The dynamic duo, along with K.D. Nixon and Dimitri Stanley, gives Montez one of the best receiving corps in the Pac-12. As a result, Montez ranks fourth in the Pac-12 at 265.7 passing yards per game, having completed 65.2 percent of his pass attempts, and averages 7.6 yards per attempt. He has 10 touchdowns and six interceptions to his credit.
Colorado can run the ball as well. Alex Fontenot leads the team with 463 rushing yards and four touchdowns on 103 carries, with freshman Jaren Mangham close behind with 239 yards and three TDs on 59 attempts. However, the Buffs are somewhat inefficient and rank No. 9 in the conference in yards per play (5.79) as a unit, which ranks 73rd nationally.
Meanwhile, Washington State has struggled to slow down opposing offenses — especially in Pac-12 play. The Cougars have surrendered 571.7 total yards per game in conference games and 8.0 yards per play during the three-game Pac-12 losing streak, both of which are worst in the league by a wide margin. The Cougars also recently replaced defensive coordinator Tracy Claeys, who resigned Oct. 4.
When Washington State Has the Ball
You’ll never believe who leads the nation in passing this year. Washington State’s 452.7 passing yards per game are 57.2 yards better than No. 2 LSU. Naturally, quarterback Anthony Gordon (435.3) leads all FBS quarterbacks in passing. Overall, Gordon has completed 71.3 percent of his passes for 2,612 yards and ranks second with 25 touchdown passes. Nine of those TDs came in a record-setting performance against UCLA, in which he also tossed two interceptions. Gordon has been picked off six times this year but threw three touchdowns without an interception last week against Arizona State.
Gordon has no shortage of talented receivers at his disposal. Eight Cougars have caught 16 or more passes this season, led by Easop Winston, whose 42 receptions are second-most in the Pac-12. Winston also leads the team with 496 receiving yards and is tied atop the conference leaderboard with nine touchdowns. Wideouts Dezmon Patmon (449 yards, 4 TDs), Brandon Arconado (352, TD) and Travell Harris (308, 5 TDs) plus running back Max Borghi (271 receiving yards, 2 TDs, 407 rushing yards and 5 TDs on the ground) have all made major contributions offensively.

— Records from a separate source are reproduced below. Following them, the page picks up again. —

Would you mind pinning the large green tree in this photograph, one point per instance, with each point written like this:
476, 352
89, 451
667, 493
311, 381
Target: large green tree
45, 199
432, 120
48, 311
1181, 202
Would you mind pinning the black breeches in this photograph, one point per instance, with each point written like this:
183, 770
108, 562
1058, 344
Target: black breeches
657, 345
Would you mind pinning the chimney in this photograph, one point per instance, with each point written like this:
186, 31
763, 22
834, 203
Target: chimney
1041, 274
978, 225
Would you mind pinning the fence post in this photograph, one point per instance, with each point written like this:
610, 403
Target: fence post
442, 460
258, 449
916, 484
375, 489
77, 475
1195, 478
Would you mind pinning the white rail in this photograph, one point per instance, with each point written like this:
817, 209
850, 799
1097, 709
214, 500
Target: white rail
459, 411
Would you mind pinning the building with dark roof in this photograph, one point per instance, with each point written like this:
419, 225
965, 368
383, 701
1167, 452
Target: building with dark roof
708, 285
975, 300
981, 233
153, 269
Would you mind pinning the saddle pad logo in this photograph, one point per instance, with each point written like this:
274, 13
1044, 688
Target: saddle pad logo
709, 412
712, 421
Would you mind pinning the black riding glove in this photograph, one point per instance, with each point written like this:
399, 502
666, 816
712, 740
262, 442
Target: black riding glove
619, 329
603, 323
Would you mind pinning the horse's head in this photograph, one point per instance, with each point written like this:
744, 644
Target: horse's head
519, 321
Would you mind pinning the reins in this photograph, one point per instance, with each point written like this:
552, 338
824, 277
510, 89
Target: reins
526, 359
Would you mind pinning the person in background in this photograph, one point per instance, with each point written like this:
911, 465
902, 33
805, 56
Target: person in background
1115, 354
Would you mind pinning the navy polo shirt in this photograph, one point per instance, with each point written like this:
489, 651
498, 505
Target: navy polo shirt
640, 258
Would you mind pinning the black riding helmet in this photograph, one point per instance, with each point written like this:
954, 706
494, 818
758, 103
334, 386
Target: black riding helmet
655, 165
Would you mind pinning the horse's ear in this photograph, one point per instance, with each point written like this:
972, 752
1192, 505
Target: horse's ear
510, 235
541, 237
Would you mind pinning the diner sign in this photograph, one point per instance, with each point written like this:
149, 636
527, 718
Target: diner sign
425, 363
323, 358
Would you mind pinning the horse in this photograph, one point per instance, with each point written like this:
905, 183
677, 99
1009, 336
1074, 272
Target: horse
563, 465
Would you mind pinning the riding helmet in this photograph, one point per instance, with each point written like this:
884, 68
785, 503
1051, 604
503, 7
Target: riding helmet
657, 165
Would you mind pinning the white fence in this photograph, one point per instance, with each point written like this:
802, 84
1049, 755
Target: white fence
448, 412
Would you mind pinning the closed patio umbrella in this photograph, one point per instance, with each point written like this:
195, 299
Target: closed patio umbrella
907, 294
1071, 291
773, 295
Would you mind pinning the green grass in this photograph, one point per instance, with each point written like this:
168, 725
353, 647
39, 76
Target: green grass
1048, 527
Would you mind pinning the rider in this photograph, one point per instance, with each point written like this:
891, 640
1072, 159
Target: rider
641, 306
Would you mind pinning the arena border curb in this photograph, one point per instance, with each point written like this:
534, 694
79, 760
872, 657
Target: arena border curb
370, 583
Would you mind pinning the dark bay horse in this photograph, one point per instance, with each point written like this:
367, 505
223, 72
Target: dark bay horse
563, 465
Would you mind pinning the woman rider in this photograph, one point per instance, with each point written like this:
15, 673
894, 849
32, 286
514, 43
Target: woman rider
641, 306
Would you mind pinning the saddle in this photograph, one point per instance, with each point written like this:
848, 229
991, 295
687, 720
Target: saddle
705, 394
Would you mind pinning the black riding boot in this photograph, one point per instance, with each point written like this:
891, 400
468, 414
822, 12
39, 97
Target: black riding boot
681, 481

There’s a great chance Washington State will continue to have success through the air this week. Colorado has allowed 307.2 passing yards per game this season, which ranks tenth in the Pac-12, and the Buffs rank 11th in yards allowed per pass (9.2). Those figures rank No. 124 and No. 125 nationally.
Which defense will step up? Washington State should have its way through the air against one of the worst pass defenses in the country, which has been hampered by injuries in the secondary and front seven. Top pass rusher Mustafa Johnson has missed consecutive games with an ankle, and it’s unclear whether Johnson will be available against the Cougars. Washington State has struggled defensively as well, but the Cougs are healthier as a unit and have a slight edge.
We should expect lots of points but for Washington State to play just well enough on defense to pick up its first Pac-12 victory.